There are many different ways you can show your support, regardless of your starting point. For more information visit www.fairtrade.org.uk or contact the council’s climate change team on 578 8655 or climatechange@eastdunbarton.gov.uk for a list of ideas tailored to your interests.

Remember, if you want to get involved, share your Fairtrade Fortnight plans with the Fairtrade Foundation at http://step.fairtrade.org.uk

Convener of development and enterprise, Councillor Billy Hendry, said: “The council is continuing its long standing commitment to Fairtrade by supporting this year’s campaign and encouraging people within our communities to get involved. Small changes can make a great big difference in supporting people throughout the world earn what they deserve for the products they supply to us all every day.”

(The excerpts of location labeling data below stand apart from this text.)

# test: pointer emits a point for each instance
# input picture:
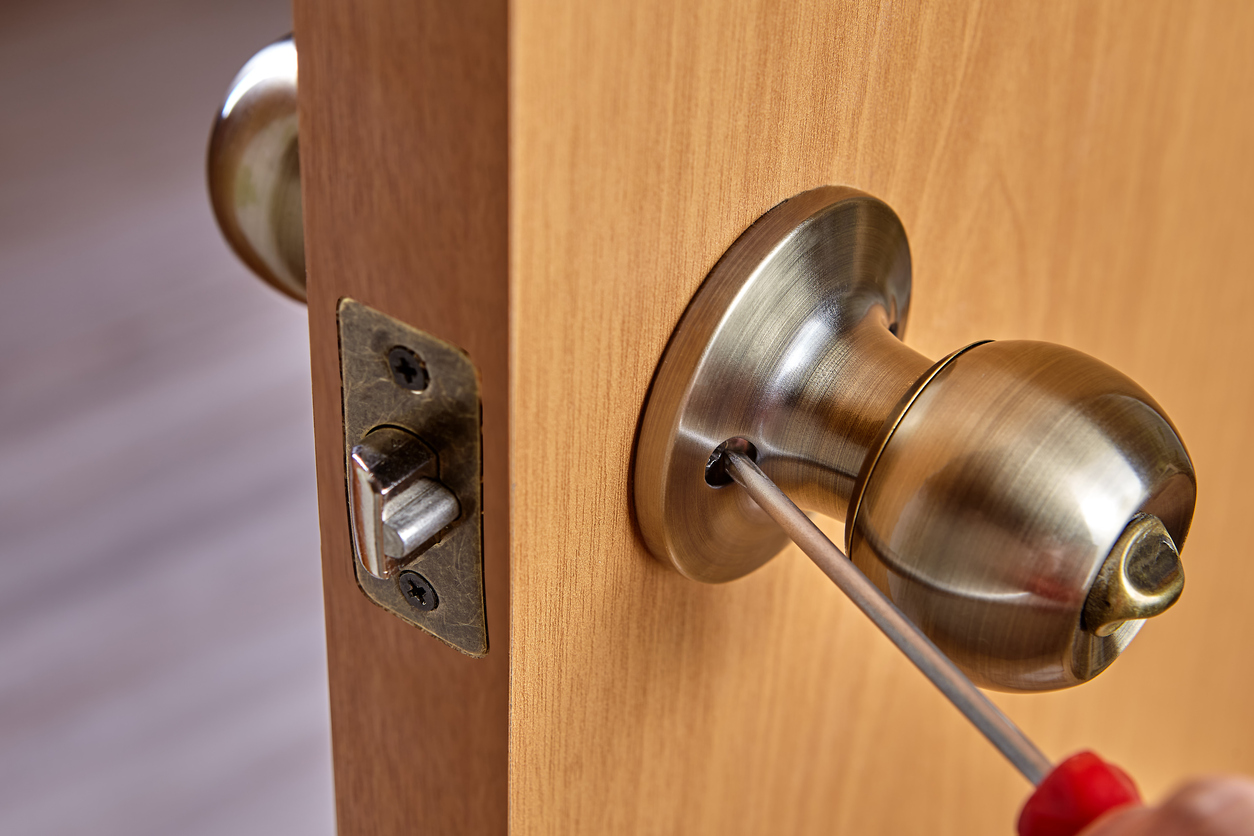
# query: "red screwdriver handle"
(1075, 795)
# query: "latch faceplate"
(413, 455)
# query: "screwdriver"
(1069, 796)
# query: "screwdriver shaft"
(926, 656)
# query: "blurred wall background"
(162, 662)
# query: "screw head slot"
(418, 590)
(408, 369)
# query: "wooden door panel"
(1072, 172)
(1055, 167)
(404, 172)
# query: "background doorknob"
(997, 496)
(253, 169)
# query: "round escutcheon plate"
(815, 283)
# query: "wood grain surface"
(404, 173)
(162, 662)
(1075, 172)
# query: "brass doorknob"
(253, 169)
(1021, 501)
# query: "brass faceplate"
(445, 415)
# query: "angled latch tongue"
(398, 504)
(413, 455)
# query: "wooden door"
(547, 183)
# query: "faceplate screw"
(408, 369)
(418, 590)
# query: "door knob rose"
(1021, 501)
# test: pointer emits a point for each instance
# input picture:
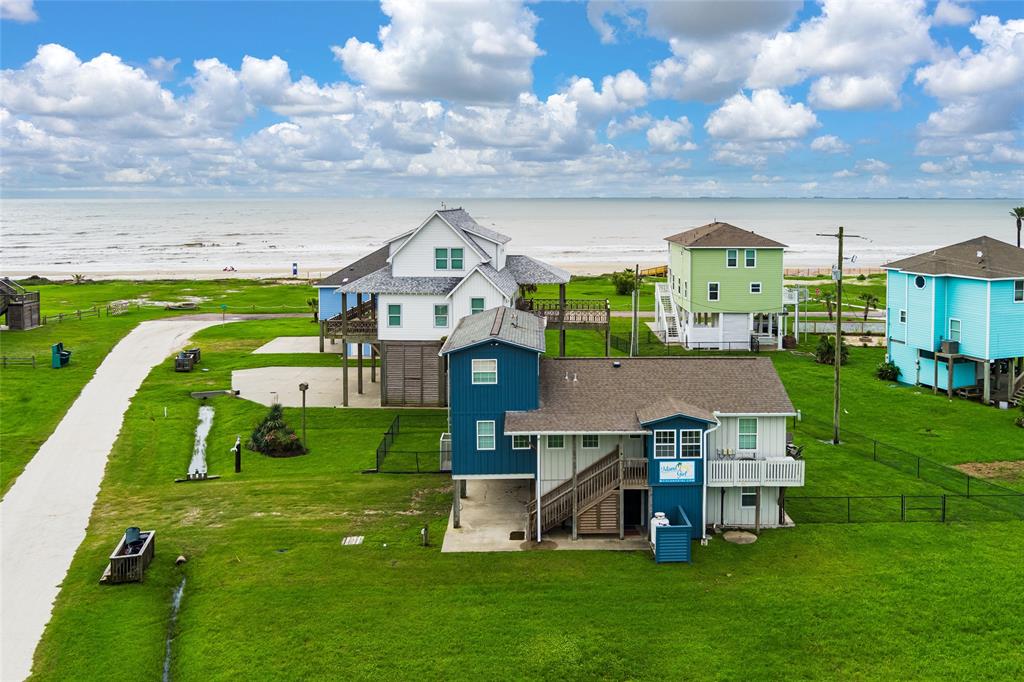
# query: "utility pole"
(838, 359)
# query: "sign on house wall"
(680, 472)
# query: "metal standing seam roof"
(997, 260)
(382, 282)
(528, 270)
(501, 324)
(722, 235)
(591, 394)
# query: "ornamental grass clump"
(273, 437)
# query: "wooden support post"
(344, 370)
(456, 504)
(757, 512)
(622, 496)
(576, 497)
(358, 364)
(561, 321)
(987, 383)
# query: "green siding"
(699, 266)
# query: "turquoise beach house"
(955, 320)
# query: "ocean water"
(180, 237)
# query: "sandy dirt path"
(44, 515)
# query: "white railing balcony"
(775, 471)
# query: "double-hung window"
(440, 315)
(689, 442)
(748, 433)
(485, 372)
(748, 497)
(520, 442)
(485, 435)
(953, 329)
(665, 444)
(394, 314)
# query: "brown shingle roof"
(997, 260)
(722, 235)
(598, 396)
(358, 269)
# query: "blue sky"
(843, 98)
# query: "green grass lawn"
(34, 400)
(272, 594)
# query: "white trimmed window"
(689, 442)
(748, 497)
(748, 438)
(665, 444)
(485, 372)
(440, 315)
(394, 314)
(485, 435)
(953, 329)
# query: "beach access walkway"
(44, 515)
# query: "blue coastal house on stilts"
(955, 320)
(610, 446)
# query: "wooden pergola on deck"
(356, 326)
(564, 313)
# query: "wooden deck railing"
(775, 471)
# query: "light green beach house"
(724, 289)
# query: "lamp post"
(302, 387)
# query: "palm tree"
(1019, 214)
(870, 300)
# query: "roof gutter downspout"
(704, 485)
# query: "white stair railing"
(666, 311)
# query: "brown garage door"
(414, 374)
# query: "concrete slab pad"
(298, 344)
(268, 384)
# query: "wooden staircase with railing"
(597, 496)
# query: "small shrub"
(273, 437)
(825, 352)
(624, 282)
(887, 372)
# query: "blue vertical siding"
(666, 496)
(1007, 333)
(517, 388)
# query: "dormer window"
(445, 259)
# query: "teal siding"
(1007, 334)
(517, 388)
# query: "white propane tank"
(659, 519)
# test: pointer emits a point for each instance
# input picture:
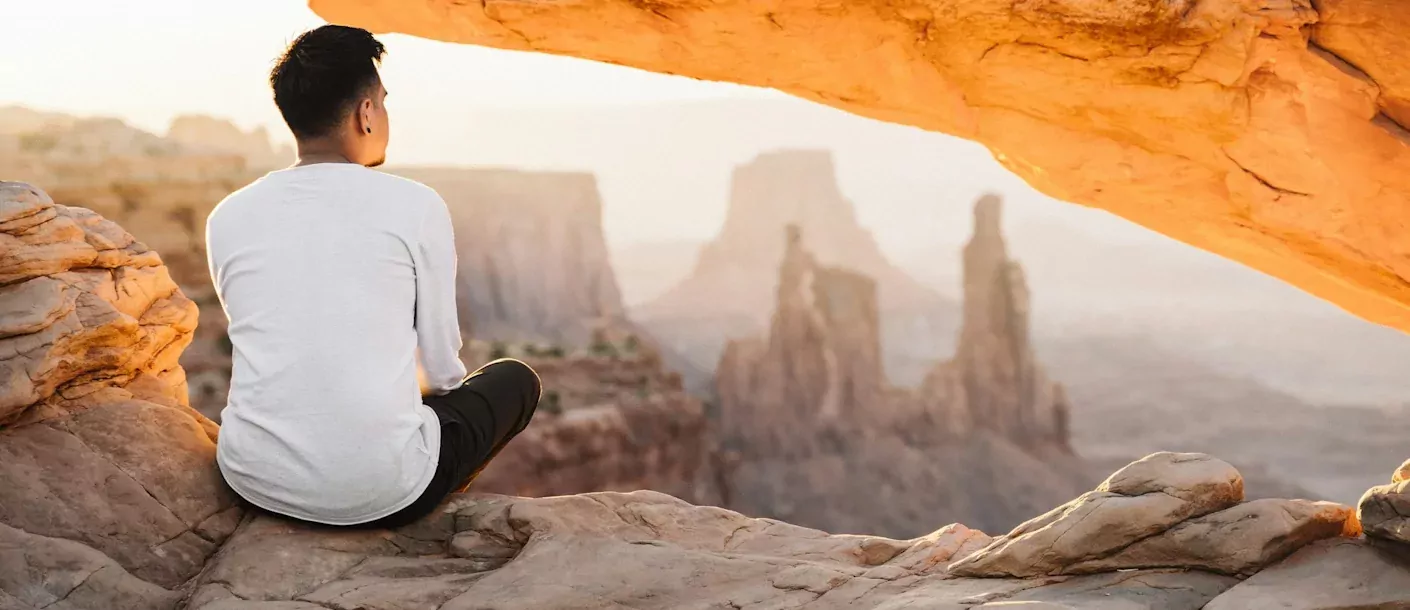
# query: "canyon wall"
(812, 431)
(994, 381)
(611, 417)
(1271, 133)
(110, 498)
(732, 286)
(533, 261)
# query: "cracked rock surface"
(636, 550)
(1385, 509)
(109, 493)
(110, 500)
(1266, 131)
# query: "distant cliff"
(533, 261)
(731, 289)
(815, 434)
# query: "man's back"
(333, 276)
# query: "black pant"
(477, 420)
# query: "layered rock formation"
(533, 261)
(109, 493)
(1269, 131)
(200, 133)
(815, 434)
(109, 499)
(769, 193)
(612, 417)
(161, 189)
(647, 550)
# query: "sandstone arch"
(1268, 131)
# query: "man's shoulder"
(420, 192)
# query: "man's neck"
(320, 152)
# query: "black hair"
(322, 75)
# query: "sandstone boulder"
(1144, 499)
(1385, 512)
(635, 550)
(1328, 575)
(1216, 121)
(1237, 541)
(109, 493)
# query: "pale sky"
(152, 59)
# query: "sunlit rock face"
(1268, 131)
(774, 190)
(109, 492)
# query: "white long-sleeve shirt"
(334, 276)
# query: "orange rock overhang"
(1268, 131)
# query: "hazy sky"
(152, 59)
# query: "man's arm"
(437, 327)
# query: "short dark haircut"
(322, 75)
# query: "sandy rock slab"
(1166, 510)
(639, 550)
(1327, 575)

Meanwhile, East Dunbartonshire MP Jo Swinson is urging communities across the area to become Fairtrade towns as part of Scotland’s quest to become one of the first Fairrrade nations in 2012.

More than 55 per cent of communities of 5,000 people or more need to be signed up to reach this goal.

Following a meeting with the steering group trying to make Lenzie a Fairtrade Town, Ms Swinson hopes others will do the same.

She said: “Communities have played a crucial role in growing Fairtrade around the world. Through trade we can make a real difference, helping people pull themselves out of poverty and making sure farmers and workers get a fair price. ”

Communities can visit the Fairtrade Foundation website at www.step.fairtrade.org.uk for information and the Scottish Fairtrade Forum at www.scottishfairtradeforum.org.uk to see what’s going on in Scotland.